Italy: Vols. XI–XIII. 1876–79.
The Villa
By William Wetmore Story (18191895)L
Our lives till then had close together lain,
Shaped each to each in habit, feeling, thought,
Like almonds twinned within a single shell.
What thought or hope was mine that was not yours?
What joy was mine that was not shared with you?
All was so innocent when we were girls;
Our little walks,—the days you spent with me
In the old villa,—where, with arms loose clasped
Around each other’s waists, we roamed along
Among the giant orange-pots that stood
At every angle of our garden-plot,
And told our secrets, while the fountain plashed,
And, waving in the breeze, its veil of mist
Swept o’er our faces. Think of those long hours
We in the arched and open loggia sat
Pricking the bright flowers on our broidery frames,
And as we chatted, lifting oft our eyes,
We gazed at Amiata’s purple height,
Trembling behind its opal veil of air;
Or on the nearer slopes through the green lanes,
Fenced either side with rich and running vines,
Watched the white oxen trail their basket-carts,
Or contadine with wide-flapping hats
Singing amid the olives, whose old trunks
Stood knee-deep in the golden fields of grain.

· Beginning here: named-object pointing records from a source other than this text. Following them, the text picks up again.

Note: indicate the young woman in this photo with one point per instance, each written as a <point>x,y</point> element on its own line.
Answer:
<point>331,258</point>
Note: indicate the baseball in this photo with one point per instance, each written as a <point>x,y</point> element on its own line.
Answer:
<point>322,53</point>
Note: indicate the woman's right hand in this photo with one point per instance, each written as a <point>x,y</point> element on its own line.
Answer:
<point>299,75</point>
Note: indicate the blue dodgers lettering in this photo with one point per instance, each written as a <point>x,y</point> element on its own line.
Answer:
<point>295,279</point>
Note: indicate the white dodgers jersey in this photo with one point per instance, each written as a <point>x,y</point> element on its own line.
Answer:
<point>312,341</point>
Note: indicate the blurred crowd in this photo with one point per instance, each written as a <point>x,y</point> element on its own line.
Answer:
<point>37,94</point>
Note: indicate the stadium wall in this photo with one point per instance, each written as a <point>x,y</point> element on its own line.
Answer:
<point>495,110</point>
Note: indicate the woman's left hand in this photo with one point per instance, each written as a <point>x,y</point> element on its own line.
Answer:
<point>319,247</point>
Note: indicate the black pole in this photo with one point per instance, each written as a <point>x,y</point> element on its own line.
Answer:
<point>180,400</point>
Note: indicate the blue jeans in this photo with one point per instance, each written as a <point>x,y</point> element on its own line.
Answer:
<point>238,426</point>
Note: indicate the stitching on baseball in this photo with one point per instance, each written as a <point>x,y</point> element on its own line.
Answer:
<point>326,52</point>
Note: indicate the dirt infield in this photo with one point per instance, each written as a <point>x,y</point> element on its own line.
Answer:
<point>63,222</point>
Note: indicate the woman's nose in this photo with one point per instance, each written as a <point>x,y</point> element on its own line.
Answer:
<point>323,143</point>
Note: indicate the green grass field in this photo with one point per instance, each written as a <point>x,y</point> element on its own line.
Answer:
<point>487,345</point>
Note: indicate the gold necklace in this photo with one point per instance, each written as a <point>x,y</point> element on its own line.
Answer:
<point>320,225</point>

Do you remember the red poppies, too,
That glowed amid the tender green of spring,—
The purple larkspur that assumed their place
Mid the sheared stubble of the autumn fields,—
The ilex walk,—the acacia’s fingered twigs,—
The rose-hued oleanders peeping o’er
The terraced wall,—the slanting wall that propped
Our garden, from whose clefts the caper plants
Spirted their leaves and burst in plumy flowers?
All these are still the same, they do not miss
The eye that loved them so; and yet how oft
I wonder if those old magnolia-trees
Still feed the air with their great creamy flowers,
And show the wind their rusted under-leaf.

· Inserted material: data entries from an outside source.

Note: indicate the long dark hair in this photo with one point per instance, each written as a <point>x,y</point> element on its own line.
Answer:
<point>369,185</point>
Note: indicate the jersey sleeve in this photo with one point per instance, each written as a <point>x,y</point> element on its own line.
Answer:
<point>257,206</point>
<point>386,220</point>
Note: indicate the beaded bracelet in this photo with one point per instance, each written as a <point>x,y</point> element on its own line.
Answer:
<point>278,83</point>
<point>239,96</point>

I wonder if that trumpet-flower is dead.
O heaven! they all should be, I loved them so;
Some one has killed them, if they have not died.
And I am wearying you. Yet all these things
Are beads upon the rosary of youth,
And just to say their names recalls those hours
So full of joy,—each bead is like a prayer.
How many an hour I ’ve sat and dreamed of them!
And dear Siena, with its Campo tower
That seems to fall against the trooping clouds,
And the great Duomo with its pavement rich,
Till sick at heart I felt that I must die.
People are kneeling there upon it now,
But I shall never kneel there any more;
And bells ring out on happy festivals,
And all the pious people flock to mass,
But I shall never go there any more.
How all these little things come back to me
That I shall never see,—no, nevermore!
O, kiss the pavement, dear, when you go back!
Whisper a prayer for me where once I knelt,
And tell the dead stones how I love them still.